By Ashley Teresa
18th October 2022

They say absence makes the heart grow fonder, but what's unclear is how to foster that yearning should we leave the ones we love. Is it better to bow out gracefully, to find a noble reason to leave, or is it better to disappear without a trace, entrapping our loved ones in a labyrinth of unanswered questions and permanently burrowing under their skin? It's this mirrored experience of death and love, of violence and crimes of the heart, that construct the enthralling walls of epic romance noir 'Decision to Leave', an instant classic that firmly belongs in the upper echelon of Park Chan-wook's filmography.

Hae-jun (Park Hae-il, 'High Society') is a highly-strung, highly methodical detective whose penchant for solving grisly crimes has left him an insomniac. Make no mistake; even though the frenetic opening moments of the film might make his life appear fast-paced and exciting (think Nicholas Angel from 'Hot Fuzz', only much more stylish), but from his insomnia to living hours away from his wife, it's clear that the job is tearing him apart physically and emotionally. He needs a new reason to keep going. Hae-jun soon finds himself tasked with investigating the strange death of a wealthy hiker who appears to have accidentally fallen off a mountain, and into his orbit steps the not-so-devastated widow, Seo-rae (Tang Wei, 'Long Day's Journey into Night'), the prime suspect in her husband's death. She's a delicate, beautiful aged-care worker who seems barely capable of the strength to fight back against the bruises her husband has given her, let alone push him off the mountain. Something definitely doesn't add up here, yet Hae-jun can't quite seem to stop thinking about Seo-rae, even after she leaves the police precinct's interrogation room – a feeling Seo-rae appears to reciprocate.
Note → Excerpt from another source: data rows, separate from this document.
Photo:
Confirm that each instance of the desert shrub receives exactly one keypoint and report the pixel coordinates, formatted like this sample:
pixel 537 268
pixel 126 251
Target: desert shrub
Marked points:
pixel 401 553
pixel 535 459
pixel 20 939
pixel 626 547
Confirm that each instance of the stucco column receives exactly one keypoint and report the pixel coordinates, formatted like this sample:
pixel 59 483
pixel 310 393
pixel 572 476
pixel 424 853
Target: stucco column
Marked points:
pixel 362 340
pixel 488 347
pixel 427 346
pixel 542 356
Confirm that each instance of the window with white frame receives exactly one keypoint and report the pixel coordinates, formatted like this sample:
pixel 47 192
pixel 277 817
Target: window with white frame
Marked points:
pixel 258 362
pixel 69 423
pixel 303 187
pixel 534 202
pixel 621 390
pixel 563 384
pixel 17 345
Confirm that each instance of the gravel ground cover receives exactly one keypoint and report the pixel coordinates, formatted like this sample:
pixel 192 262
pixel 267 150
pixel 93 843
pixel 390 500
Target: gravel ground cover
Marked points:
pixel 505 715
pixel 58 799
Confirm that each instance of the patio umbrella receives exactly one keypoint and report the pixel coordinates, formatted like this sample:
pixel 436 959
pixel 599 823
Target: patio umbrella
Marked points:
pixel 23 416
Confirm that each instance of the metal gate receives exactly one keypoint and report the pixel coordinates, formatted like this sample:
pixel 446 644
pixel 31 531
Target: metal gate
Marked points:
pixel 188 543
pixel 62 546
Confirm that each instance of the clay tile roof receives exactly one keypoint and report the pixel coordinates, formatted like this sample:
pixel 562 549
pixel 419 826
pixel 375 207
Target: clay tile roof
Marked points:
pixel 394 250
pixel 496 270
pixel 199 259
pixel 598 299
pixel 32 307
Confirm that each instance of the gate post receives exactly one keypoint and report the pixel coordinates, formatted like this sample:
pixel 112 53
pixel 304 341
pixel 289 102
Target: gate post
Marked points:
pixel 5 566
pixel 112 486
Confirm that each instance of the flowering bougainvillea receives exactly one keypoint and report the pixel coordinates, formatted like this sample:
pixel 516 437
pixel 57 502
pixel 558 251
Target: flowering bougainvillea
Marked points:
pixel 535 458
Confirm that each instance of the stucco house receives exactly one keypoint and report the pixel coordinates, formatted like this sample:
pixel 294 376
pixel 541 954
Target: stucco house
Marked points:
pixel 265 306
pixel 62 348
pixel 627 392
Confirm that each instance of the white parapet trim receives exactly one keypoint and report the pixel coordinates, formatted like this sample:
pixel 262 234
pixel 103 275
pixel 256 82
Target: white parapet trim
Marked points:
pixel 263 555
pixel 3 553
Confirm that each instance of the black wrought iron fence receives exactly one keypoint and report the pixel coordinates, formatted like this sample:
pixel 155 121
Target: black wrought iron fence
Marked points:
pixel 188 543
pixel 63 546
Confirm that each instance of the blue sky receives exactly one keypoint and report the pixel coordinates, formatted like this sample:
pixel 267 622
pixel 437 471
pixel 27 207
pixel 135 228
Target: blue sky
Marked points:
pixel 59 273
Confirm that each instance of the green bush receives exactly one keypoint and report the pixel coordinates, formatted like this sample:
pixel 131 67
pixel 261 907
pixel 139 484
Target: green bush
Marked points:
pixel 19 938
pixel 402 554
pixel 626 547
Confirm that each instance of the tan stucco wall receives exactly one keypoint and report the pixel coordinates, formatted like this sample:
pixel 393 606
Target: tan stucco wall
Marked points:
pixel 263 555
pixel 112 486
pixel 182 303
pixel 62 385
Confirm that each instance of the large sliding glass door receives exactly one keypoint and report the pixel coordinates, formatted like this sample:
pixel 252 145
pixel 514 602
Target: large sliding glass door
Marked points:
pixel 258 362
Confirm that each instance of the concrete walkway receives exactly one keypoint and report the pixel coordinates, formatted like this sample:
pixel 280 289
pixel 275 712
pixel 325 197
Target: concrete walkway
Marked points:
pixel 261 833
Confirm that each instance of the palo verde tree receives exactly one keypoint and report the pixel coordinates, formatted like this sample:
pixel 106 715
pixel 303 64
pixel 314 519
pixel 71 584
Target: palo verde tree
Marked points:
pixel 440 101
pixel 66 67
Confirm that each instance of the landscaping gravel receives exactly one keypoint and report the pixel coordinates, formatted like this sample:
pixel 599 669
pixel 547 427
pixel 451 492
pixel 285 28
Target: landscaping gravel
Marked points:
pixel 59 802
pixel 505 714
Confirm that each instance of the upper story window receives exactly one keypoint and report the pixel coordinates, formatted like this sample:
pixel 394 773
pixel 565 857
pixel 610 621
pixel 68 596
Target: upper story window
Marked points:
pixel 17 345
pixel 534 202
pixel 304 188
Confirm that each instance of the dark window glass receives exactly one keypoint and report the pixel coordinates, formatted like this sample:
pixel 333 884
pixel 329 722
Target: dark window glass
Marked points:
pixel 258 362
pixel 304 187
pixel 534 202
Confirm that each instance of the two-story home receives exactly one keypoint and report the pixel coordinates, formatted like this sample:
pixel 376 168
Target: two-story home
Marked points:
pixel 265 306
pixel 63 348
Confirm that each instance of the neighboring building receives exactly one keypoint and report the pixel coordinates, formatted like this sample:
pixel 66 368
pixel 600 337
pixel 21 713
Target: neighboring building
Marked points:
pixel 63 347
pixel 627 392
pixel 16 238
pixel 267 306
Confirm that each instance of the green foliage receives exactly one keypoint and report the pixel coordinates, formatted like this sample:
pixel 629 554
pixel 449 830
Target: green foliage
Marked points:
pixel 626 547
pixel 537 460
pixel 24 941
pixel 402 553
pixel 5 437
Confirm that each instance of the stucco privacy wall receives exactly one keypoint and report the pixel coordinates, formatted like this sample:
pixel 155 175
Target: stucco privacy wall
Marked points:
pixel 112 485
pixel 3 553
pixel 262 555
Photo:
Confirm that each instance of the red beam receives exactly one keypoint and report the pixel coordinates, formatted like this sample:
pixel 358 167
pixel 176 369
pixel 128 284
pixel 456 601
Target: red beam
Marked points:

Even if the premise sounds dire, 'Decision to Leave' is saturated with dark humour, particularly in the off-kilter nature of Seo-rae and Hae-jun's blossoming romance; eating expensive post-police interrogation sushi together is hardly an ideal first date. We see the spotlessly-edited world of the film through Hae-jun's eyes as his surveillance of Seo-rae for his investigation goes from professional to downright obsessive. She doesn't realise he is fantasising about living these moments with her; he doesn't know that she wants him in those moments. The irony that permeates every moment they have together – he knows she could be a murderer, she knows he is trying to pin her down (literally and figuratively) – only adds to the chemistry, a new breed of forbidden love that not only has some of the most swoon-worthy dialogue I have ever heard, but is also impossible to look away from. Park's already heady screenplay, co-written with frequent collaborator Jeong Seo-kyeong ('The Handmaiden'), has absolutely nothing on the chemistry between Park Hae-il and Tang Wei, both of whom give absolutely splendid performances. Additionally, Park's frequent composer Jo Yeong wook ('The Handmaiden') assists in the soaring tension with his overblown, melodramatic score, its constant castanet clicks supercharging the sensual mind game tango that Seo-rae and Hae-jun dance. They have met their match in each other, and it's never clear who will come out second best.

It's a bad year for pretty much every other director when Park Chan-wook releases a new film, because his films puts his peers to complete shame.

It's a bad year for pretty much every other director when Park Chan-wook releases a new film, because his films puts his peers to complete shame. Anyone remotely familiar with Park knows he loves a twist or two, and 'Decision to Leave' is no different. The story is packed with far more detail than other directors would even bother with; in fact, the film's initial premise finds its endpoint roughly halfway through the film. This results in a complex web that never shows its hand until the absolute final moments of the film – a move which, depending on how willing audiences are to buy in, might be to its detriment. In a movie-going climate where many audiences are accustomed to being spoon-fed, it would make complete sense if 'Decision to Leave's' marriage of ambiguity and melodrama starts to grate across a 138-minute runtime.

Even if it's not quite his best work, 'Decision to Leave' is a true testament to Park Chan-wook's concrete-solid status as one of the best filmmakers of our time. It's an enthralling ride that, simply put, I never wanted to get off.